Government sources say that take up of the new system has been relatively rapid and point to advantages of security and ease of use.
Under the proposals, “bulk scanning and printing services” will replace work that has traditionally been carried out by people – in this case civil servants – who check whether wills are original before issuing probate.
The Public and Commercial Services Union, some of whose members are now facing an uncertain future, has however reacted with alarm at the plan.
“Thousands of years of experience are being lost,” a union spokesperson commented in March, “We are concerned that the current model of probate is having to change to fit HMCTS proposals for a paperless system, a system that they have not consulted upon, our members maintain is not fit for purpose and threatens the integrity of the grant.”
Neil Fraser, partner at genealogists and international probate researchers Fraser and Fraser, said: “In principle, automating the system makes sense and will make the process simpler for many people. However, it’s important there is a system of checks in place that allows individual cases to be scrutinised.”

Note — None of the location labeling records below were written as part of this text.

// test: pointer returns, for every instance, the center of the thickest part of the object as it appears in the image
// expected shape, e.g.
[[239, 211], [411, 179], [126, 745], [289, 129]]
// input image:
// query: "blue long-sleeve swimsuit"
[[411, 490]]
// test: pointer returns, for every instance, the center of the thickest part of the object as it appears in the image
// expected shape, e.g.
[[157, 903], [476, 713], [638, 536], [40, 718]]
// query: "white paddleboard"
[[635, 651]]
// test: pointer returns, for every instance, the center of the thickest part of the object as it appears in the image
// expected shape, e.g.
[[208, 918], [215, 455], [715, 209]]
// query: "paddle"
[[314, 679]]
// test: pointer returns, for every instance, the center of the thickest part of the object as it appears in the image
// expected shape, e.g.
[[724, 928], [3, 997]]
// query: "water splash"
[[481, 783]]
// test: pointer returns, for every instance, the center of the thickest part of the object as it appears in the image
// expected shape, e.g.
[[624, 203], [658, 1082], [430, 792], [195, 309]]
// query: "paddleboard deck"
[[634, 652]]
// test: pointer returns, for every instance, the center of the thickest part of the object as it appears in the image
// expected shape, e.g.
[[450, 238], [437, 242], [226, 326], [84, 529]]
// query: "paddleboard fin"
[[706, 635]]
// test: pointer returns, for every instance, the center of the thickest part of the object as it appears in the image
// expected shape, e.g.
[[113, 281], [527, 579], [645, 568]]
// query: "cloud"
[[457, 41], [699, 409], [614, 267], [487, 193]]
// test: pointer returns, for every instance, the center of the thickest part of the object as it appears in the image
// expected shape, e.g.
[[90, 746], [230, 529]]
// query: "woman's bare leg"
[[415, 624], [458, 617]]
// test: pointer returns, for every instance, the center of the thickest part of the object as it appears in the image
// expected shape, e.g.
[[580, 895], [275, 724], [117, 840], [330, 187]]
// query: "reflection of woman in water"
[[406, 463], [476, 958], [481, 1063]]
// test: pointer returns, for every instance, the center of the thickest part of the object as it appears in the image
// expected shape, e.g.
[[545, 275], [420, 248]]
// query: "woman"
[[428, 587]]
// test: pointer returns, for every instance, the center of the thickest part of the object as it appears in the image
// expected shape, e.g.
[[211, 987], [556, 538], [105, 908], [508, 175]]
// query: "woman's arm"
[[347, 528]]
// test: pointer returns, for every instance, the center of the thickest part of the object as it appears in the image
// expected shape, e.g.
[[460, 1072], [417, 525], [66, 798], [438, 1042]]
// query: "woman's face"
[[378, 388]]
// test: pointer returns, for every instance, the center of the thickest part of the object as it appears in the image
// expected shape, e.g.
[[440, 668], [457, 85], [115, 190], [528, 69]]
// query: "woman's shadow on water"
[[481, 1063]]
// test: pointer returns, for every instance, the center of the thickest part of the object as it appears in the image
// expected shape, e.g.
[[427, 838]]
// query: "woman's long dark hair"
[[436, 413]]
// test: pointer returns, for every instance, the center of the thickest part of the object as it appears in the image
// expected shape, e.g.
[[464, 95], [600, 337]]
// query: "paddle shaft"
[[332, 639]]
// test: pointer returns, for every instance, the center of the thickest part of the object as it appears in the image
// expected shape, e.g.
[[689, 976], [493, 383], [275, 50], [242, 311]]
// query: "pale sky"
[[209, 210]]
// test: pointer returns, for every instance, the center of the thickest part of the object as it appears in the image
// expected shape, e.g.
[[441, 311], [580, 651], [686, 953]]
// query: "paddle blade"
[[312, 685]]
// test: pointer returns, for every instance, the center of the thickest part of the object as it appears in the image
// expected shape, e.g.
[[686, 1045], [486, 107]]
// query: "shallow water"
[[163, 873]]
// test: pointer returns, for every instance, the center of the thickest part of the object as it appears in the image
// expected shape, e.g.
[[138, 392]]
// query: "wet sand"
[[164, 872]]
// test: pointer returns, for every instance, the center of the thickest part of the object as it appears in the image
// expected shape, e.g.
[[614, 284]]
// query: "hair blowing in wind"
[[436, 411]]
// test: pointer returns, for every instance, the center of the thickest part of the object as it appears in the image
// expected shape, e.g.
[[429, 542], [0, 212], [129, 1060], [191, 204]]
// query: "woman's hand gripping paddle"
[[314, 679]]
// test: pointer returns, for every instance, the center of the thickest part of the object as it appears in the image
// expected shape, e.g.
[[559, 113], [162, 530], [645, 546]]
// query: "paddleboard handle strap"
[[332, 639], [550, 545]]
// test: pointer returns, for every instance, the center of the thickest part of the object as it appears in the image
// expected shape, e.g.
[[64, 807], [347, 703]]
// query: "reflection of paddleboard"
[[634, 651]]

“The digitisation process should be extended to cover the entire probate period, with estate accounts being required to be filed at the end of the process.
“Complex estates by their very nature can be challenging to administer and we would strongly advise these are dealt with by a professional. Many members of the public will be unaware that if they make mistakes they could be at risk of facing prosecution for fraud.”
The Association of Probate Researchers
In the context of the current changes faced by the sector, the Association of Probate Researchers (APR) has an important role to play.
The organisation brings regulation to the professional probate research industry, guards against the fraudulent or misguided and ensures beneficiaries receive the best advice at a time of changing realities and regulations.